Sara Matthews, a London-based gynecologist and reproductive medicine specialist, bid a happy farewell to her patient Moaza Al Matrooshi, a new mom, on Jan. 10, but the 24-year-old isn’t just any patient.
Al Matrooshi made headlines in December 2016 for being the first woman to have had her ovary frozen before puberty and to have had a successful pregnancy 15 years later.
The new mom, whose ovary was frozen in the U.K. when she was 9 years old before undergoing chemotherapy for an inherited blood disorder, gave birth to a healthy baby boy on Dec. 13. Al Matrooshi, along with her son and husband, Ahmed, flew back to her home in Dubai less than a month later.
Matthews — one of the most highly regarded experts in fertility medicine in the U.K. — played a key part in the proceedings. She helped secure funding, made arrangements for Al Matrooshi’s frozen ovarian tissue to be moved to Denmark, and assisted a team of surgeons there who have performed such procedures in the past, as well as performed the IVF procedure.
“That Moaza placed her trust in me and took such a giant leap of faith is very exciting and introduces a wonderful new time for reproductive medicine,” Matthews tells Yahoo Beauty. “I saw her before she left for Dubai – she is happy and healthy. Her baby is happy and healthy. I never had any doubt that this would work; I always knew she would get pregnant.”
That’s a strong conviction to have, given that Al Matrooshi was born with beta thalassaemia, a blood disorder similar to sickle cell anemia that reduces the production of hemoglobin in the body and can prove fatal if left untreated.
One of Al Matrooshi’s brothers died from the condition. Another brother, who does not have beta thalassaemia, gave Al Matrooshi his bone marrow for a transplant, but she needed chemotherapy prior to receiving the transplant, and it damaged her left ovary.

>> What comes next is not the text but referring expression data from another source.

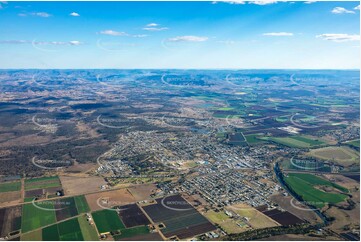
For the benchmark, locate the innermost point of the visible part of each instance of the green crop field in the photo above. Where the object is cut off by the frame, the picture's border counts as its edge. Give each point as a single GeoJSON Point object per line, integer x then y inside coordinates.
{"type": "Point", "coordinates": [81, 204]}
{"type": "Point", "coordinates": [107, 221]}
{"type": "Point", "coordinates": [42, 182]}
{"type": "Point", "coordinates": [33, 217]}
{"type": "Point", "coordinates": [128, 233]}
{"type": "Point", "coordinates": [253, 139]}
{"type": "Point", "coordinates": [295, 141]}
{"type": "Point", "coordinates": [303, 185]}
{"type": "Point", "coordinates": [68, 230]}
{"type": "Point", "coordinates": [10, 186]}
{"type": "Point", "coordinates": [342, 155]}
{"type": "Point", "coordinates": [35, 235]}
{"type": "Point", "coordinates": [89, 232]}
{"type": "Point", "coordinates": [353, 143]}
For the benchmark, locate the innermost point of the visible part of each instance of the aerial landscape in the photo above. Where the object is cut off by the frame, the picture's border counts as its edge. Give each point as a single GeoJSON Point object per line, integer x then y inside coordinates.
{"type": "Point", "coordinates": [170, 142]}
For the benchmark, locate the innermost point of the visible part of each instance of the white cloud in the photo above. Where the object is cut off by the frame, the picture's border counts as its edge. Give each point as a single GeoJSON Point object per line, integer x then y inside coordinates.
{"type": "Point", "coordinates": [230, 2]}
{"type": "Point", "coordinates": [263, 2]}
{"type": "Point", "coordinates": [113, 33]}
{"type": "Point", "coordinates": [14, 42]}
{"type": "Point", "coordinates": [152, 25]}
{"type": "Point", "coordinates": [155, 29]}
{"type": "Point", "coordinates": [73, 42]}
{"type": "Point", "coordinates": [74, 14]}
{"type": "Point", "coordinates": [2, 3]}
{"type": "Point", "coordinates": [341, 10]}
{"type": "Point", "coordinates": [139, 35]}
{"type": "Point", "coordinates": [339, 37]}
{"type": "Point", "coordinates": [226, 42]}
{"type": "Point", "coordinates": [278, 34]}
{"type": "Point", "coordinates": [117, 33]}
{"type": "Point", "coordinates": [188, 38]}
{"type": "Point", "coordinates": [41, 14]}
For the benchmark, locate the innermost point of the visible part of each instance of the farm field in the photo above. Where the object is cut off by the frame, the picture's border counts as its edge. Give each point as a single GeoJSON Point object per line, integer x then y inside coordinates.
{"type": "Point", "coordinates": [227, 224]}
{"type": "Point", "coordinates": [342, 155]}
{"type": "Point", "coordinates": [107, 221]}
{"type": "Point", "coordinates": [42, 182]}
{"type": "Point", "coordinates": [33, 217]}
{"type": "Point", "coordinates": [68, 230]}
{"type": "Point", "coordinates": [80, 185]}
{"type": "Point", "coordinates": [304, 186]}
{"type": "Point", "coordinates": [35, 235]}
{"type": "Point", "coordinates": [132, 216]}
{"type": "Point", "coordinates": [65, 208]}
{"type": "Point", "coordinates": [294, 141]}
{"type": "Point", "coordinates": [10, 186]}
{"type": "Point", "coordinates": [89, 231]}
{"type": "Point", "coordinates": [354, 143]}
{"type": "Point", "coordinates": [183, 221]}
{"type": "Point", "coordinates": [255, 218]}
{"type": "Point", "coordinates": [115, 197]}
{"type": "Point", "coordinates": [132, 232]}
{"type": "Point", "coordinates": [81, 204]}
{"type": "Point", "coordinates": [10, 220]}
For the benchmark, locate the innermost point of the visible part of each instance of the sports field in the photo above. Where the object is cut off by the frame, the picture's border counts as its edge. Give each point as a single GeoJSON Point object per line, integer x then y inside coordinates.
{"type": "Point", "coordinates": [107, 221]}
{"type": "Point", "coordinates": [34, 217]}
{"type": "Point", "coordinates": [304, 186]}
{"type": "Point", "coordinates": [342, 155]}
{"type": "Point", "coordinates": [10, 186]}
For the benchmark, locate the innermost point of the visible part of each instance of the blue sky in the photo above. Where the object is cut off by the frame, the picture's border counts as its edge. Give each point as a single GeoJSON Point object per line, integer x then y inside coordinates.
{"type": "Point", "coordinates": [196, 35]}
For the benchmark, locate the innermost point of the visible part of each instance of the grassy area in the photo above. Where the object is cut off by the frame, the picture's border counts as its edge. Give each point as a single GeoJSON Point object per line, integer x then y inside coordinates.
{"type": "Point", "coordinates": [68, 230]}
{"type": "Point", "coordinates": [88, 230]}
{"type": "Point", "coordinates": [107, 221]}
{"type": "Point", "coordinates": [10, 186]}
{"type": "Point", "coordinates": [353, 143]}
{"type": "Point", "coordinates": [342, 155]}
{"type": "Point", "coordinates": [128, 233]}
{"type": "Point", "coordinates": [35, 235]}
{"type": "Point", "coordinates": [253, 139]}
{"type": "Point", "coordinates": [33, 217]}
{"type": "Point", "coordinates": [42, 182]}
{"type": "Point", "coordinates": [295, 141]}
{"type": "Point", "coordinates": [304, 186]}
{"type": "Point", "coordinates": [81, 204]}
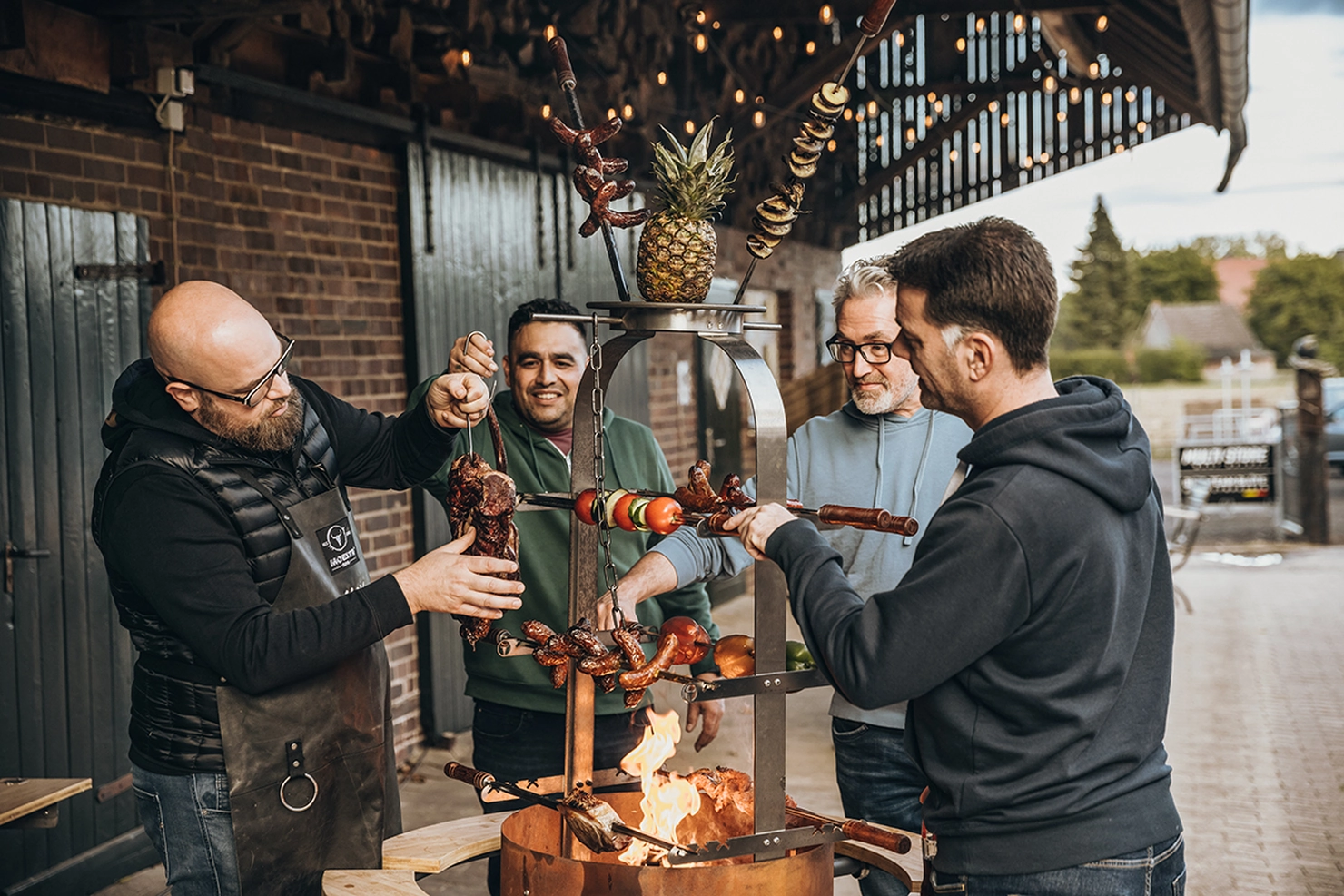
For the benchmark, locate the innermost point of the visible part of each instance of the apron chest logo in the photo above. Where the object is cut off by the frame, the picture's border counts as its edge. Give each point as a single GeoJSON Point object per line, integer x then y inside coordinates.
{"type": "Point", "coordinates": [339, 547]}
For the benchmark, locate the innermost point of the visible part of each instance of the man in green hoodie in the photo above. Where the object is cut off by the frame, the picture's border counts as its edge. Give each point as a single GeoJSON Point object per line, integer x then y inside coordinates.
{"type": "Point", "coordinates": [519, 719]}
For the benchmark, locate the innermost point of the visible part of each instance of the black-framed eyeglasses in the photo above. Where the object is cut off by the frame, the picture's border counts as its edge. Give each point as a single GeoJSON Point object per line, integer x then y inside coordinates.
{"type": "Point", "coordinates": [843, 350]}
{"type": "Point", "coordinates": [255, 392]}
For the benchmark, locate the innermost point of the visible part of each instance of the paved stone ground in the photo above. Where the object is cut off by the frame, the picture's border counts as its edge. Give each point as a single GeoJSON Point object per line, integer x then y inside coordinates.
{"type": "Point", "coordinates": [1256, 728]}
{"type": "Point", "coordinates": [1256, 734]}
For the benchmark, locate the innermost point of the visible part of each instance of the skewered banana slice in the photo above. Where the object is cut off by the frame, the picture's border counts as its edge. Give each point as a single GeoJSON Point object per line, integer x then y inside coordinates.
{"type": "Point", "coordinates": [776, 212]}
{"type": "Point", "coordinates": [758, 248]}
{"type": "Point", "coordinates": [769, 230]}
{"type": "Point", "coordinates": [817, 129]}
{"type": "Point", "coordinates": [808, 144]}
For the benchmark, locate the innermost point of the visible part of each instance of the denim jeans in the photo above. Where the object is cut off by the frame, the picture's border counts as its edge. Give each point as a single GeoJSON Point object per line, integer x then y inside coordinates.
{"type": "Point", "coordinates": [188, 821]}
{"type": "Point", "coordinates": [521, 744]}
{"type": "Point", "coordinates": [878, 782]}
{"type": "Point", "coordinates": [1156, 871]}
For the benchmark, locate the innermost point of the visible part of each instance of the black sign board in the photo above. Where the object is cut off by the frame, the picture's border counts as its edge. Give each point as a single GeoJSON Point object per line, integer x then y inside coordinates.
{"type": "Point", "coordinates": [1240, 472]}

“Though the chemotherapy cured her [of the beta thalassemia], and Moaza went through puberty getting ad hoc periods, when she came to me she was in perimenopause,” Matthews says.
Because of this, It had been a wise decision by Al Matrooshi’s mother to have her daughter’s right ovary removed and frozen pre-puberty (and pre-chemo), with the hope that one day Al Matrooshi would be able to get pregnant.
The actual transplant of the ovarian tissue was quick and fairly simple. The Danish surgeons placed 5 fragments of tissue back into Al Matrooshi’s body, stitching 4 onto the damaged left ovary and one onto the side of her uterus. However, the subsequent IVF procedure was more complicated.
“When you go through menopause, your brain is producing [fluctuating] amounts of hormones, so I had to wait and see whether Moaza’s brain would recognize whether there was a working ovary in her body,” Matthews explains. “Remember, we were taking a child’s ovarian tissue, which had never had any hormones, and putting it into an adult environment, having no idea whether there would be any response.”
It took three months for her hormone levels to normalize, then Al Matrooshi began producing eggs naturally. But not knowing how long the ovarian tissue would last, Matthews decided to go ahead with IVF, collecting five eggs in total from Al Matrooshi. Three embryos were then produced, two were implanted earlier this year, and one took, resulting in the pregnancy.